Monday, February 18, 2024

Open Source, Professionals, Military Content, and the Future

David Axe has an excellent contribution to Wired's Danger Room on the military struggles to leverage open source medium for networking ideas and discussion. His suggestion caught my attention.
I'm not saying that Army forums should be totally unprotected from insurgent snoopers. But they should be expanded, and loosened, to allow students, academics, journalists and, yes, even members of the general public to participate on some level. That's risky, sure, but worth it.

If you are reading this blog, according to our research of incoming hits, and we do this type of thing for a living so we have a pretty good handle who hits the blog, there is an 85% chance you fall into one of the following categories.
  1. Retired/Active - Military/Government
  2. Academic/Author
  3. Student
  4. Industry Related Professional
  5. Relative of Active Navy Personal
We welcome anyone to the blog of to comment, but that is our core audience, and we list it in order regarding most common to least common. David is a smart guy, I link to his blog because I read his blog every day, and anything else he writes. He may not know as much about the Navy as he thinks he does, but he knows a hell of a lot more about the Air Force than he lets on.

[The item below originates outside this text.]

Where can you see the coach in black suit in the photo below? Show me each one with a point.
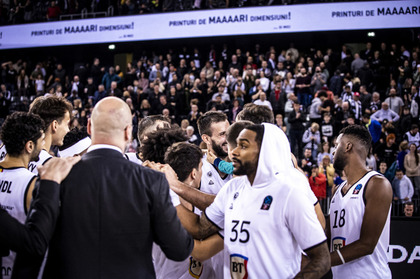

The problem facing the Army, in fact facing much of new media, is that the tools are still not well developed. Lets be honest, Wikipedia is neat but I only link there when I'm talking about something for general discussion, not technical detail. It simply isn't that great of a source and isn't a popular interactive tool for discussions. Blogs, Messageboards, and many other interactive new media content driven tools fall into a similar category, credentials are mostly anonymous and too often theories get accepted as reality based on brief, incomplete professional research.

I see the concern about security as a paper tiger though, if Proceedings, the Small War Journal, NPS, NWC, and the Strategic Studies Institute at the Army War College can produce professional content for public dissemination, the challenge isn't a matter of security, it is a matter of leveraging the method. Of those only the Small Wars Journal has created interactive discussion, and while the tools are lacking, they have still managed to produce excellent discussions among field commanders.

SteelJaw Scribe and I have discussed the possibility of creating a Maritime Strategy blog network, perhaps a maritime security blog specifically. The problem there is getting people to contribute, and who moderates. The way I look at it, the idea only works if the moderators are unbiased, the contributors are well known and credentialed, and the naval new media community (naval centric bloggers and other naval centric sites) supports the blog. In other words, run it similar to how they run Milblogs at Mudville Gazette except pull more professional contributions than blog contributions.

Honestly, I don't expect the Navy or any other service to engage interactive open source discussion anytime soon. They will come out with too many rules to make it useful, as they already have with previous attempts, and there is too much potential to control the message for it to be effective. For now, Sailorbob will be the present and future. I still believe the answer will come from the grass roots outside the DoD, because if you observe the way insurgents and terrorists leverage the open source, that is exactly how their system developed.